Get the Right Cadence
Without going too deep into things here – cadence is the speed and regularity with which you move the pedals. When people discuss cadence, they are talking about the amount of times you move the pedals around in a minute. So, if somebody had a cadence of 90 RPM, it means that they are rotating the pedals around 90 times in a minute.
The key to cycling uphill with ease is maintaining an even cadence. Your legs should never stop moving. You want to ensure that the speed your legs are moving is the same from one minute to the next. So, you don’t want to be going all out and cycling at 120 RPM one minute, and 60 RPM the next. You’re making your life a lot more difficult.
Ideally, you want to have around 70 to 90 RPM when you are cycling uphill. Newbies can probably drop down to 60 RPM, but you’re making your life a lot harder like that.

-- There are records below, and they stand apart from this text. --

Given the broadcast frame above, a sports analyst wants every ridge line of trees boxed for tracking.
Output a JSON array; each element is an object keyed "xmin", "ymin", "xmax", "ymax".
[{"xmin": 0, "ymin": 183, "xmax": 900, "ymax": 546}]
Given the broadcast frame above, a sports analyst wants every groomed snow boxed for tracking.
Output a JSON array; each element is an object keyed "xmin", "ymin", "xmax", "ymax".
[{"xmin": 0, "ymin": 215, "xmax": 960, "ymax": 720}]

So, the key now is to adjust your pedal assist settings (remember those from earlier?) to ensure that you can maintain a consistent cadence. If you’re going faster than 90 RPM, turn the pedal assist down. If you’re going too slow, then turn the pedal assist up.

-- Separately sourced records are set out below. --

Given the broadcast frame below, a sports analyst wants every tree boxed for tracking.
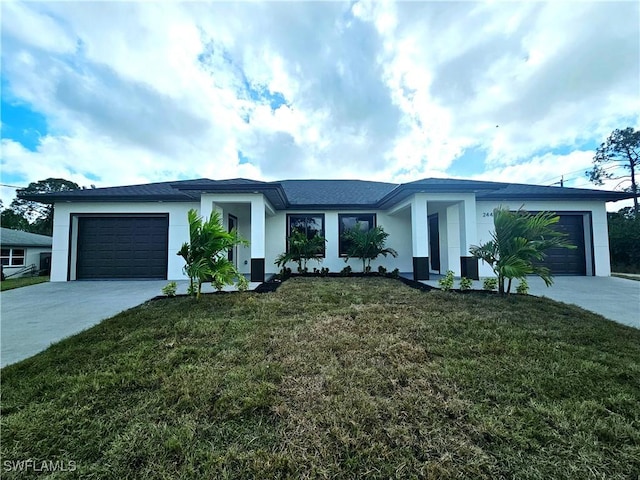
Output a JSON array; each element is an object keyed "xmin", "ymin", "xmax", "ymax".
[
  {"xmin": 178, "ymin": 209, "xmax": 249, "ymax": 299},
  {"xmin": 469, "ymin": 208, "xmax": 576, "ymax": 295},
  {"xmin": 0, "ymin": 208, "xmax": 30, "ymax": 232},
  {"xmin": 585, "ymin": 127, "xmax": 640, "ymax": 217},
  {"xmin": 342, "ymin": 223, "xmax": 398, "ymax": 272},
  {"xmin": 275, "ymin": 228, "xmax": 327, "ymax": 273},
  {"xmin": 10, "ymin": 178, "xmax": 80, "ymax": 235},
  {"xmin": 607, "ymin": 207, "xmax": 640, "ymax": 273}
]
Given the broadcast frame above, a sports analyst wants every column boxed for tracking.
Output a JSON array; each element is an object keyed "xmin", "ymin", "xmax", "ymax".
[
  {"xmin": 458, "ymin": 195, "xmax": 480, "ymax": 280},
  {"xmin": 251, "ymin": 195, "xmax": 265, "ymax": 282},
  {"xmin": 411, "ymin": 194, "xmax": 429, "ymax": 280}
]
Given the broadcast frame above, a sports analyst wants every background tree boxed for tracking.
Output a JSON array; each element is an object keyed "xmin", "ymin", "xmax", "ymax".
[
  {"xmin": 275, "ymin": 228, "xmax": 327, "ymax": 273},
  {"xmin": 10, "ymin": 178, "xmax": 80, "ymax": 235},
  {"xmin": 178, "ymin": 209, "xmax": 249, "ymax": 299},
  {"xmin": 585, "ymin": 127, "xmax": 640, "ymax": 217},
  {"xmin": 607, "ymin": 207, "xmax": 640, "ymax": 273},
  {"xmin": 469, "ymin": 208, "xmax": 576, "ymax": 295},
  {"xmin": 342, "ymin": 223, "xmax": 398, "ymax": 273}
]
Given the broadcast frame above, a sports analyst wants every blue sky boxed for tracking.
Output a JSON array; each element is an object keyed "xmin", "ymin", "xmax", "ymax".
[{"xmin": 0, "ymin": 1, "xmax": 640, "ymax": 205}]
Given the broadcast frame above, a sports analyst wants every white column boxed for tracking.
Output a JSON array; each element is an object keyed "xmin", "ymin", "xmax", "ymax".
[
  {"xmin": 458, "ymin": 195, "xmax": 478, "ymax": 257},
  {"xmin": 443, "ymin": 205, "xmax": 460, "ymax": 277},
  {"xmin": 251, "ymin": 195, "xmax": 265, "ymax": 259},
  {"xmin": 411, "ymin": 194, "xmax": 429, "ymax": 257}
]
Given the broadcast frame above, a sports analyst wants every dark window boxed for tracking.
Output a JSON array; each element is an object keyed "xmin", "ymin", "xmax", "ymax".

Don’t worry. You don’t have to count your RPM. Life is difficult enough. Most e-bikes have an in-built computer that can measure your cadence. If your e-bike doesn’t have one, then you can easily buy a cycling computer. They don’t cost much.
Rock Your Bike From Side to Side Using Your Arms
If you watch pro cyclists cycling uphill, you’ll notice that they swing the bike lightly from side to side when they do so. This movement may be a bit more pronounced with the smaller riders. They aren’t just doing this for fun. It helps with power transference.

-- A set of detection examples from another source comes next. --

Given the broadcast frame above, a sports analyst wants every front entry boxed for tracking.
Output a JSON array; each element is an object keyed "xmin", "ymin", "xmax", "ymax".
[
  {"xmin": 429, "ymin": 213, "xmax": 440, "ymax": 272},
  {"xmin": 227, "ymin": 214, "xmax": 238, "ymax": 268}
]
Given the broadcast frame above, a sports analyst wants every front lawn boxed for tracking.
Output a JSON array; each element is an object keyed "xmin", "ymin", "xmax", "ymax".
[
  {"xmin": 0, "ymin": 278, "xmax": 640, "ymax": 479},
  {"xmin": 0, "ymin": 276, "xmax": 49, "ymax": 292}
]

When you rock your bike from side to side, it will make it ever so slightly easier to tackle the hill. Yes, this applies even with an e-bike.
Sit Down or Stand Up?
The age-old question, but we’ll answer now – it depends on the climb.
If the gradient is less than 10 degrees, then sit down. Standing up will increase drag, and this will slow you down.
Steeper hills? It doesn’t matter too much. Cycle however you feel comfortable. Some argue that it is easier to get power into the pedals when you stand, but you’ll also tire yourself out quicker.
Practice, Practice, and More Practice
This guide to climbing hills with ease using your e-bike will only get you so far. If you want to get better at tackling hills, you need to cycle uphill more. The more you do it, the more you’ll discover about your cycling technique. You’ll also learn how your e-bike works when tackling hills.
After a few weeks of daily hills (sorry, it does take that long), you’ll be tackling the hills like a pro.
So, there you have it. Tons of tips for mastering uphill rides with your e-bike. However, once again, they pretty much all boil down to practice. Uphill cycling is a challenge. However, it is a challenge that gets easier with time. While you are making your life a whole lot easier being on an e-bike, it is still difficult. The more you cycle, the easier things will be. Start by getting to know your e-bike, refine your technique, and then tackle progressively tougher hills. We promise you that the effort that you put in will be worth it.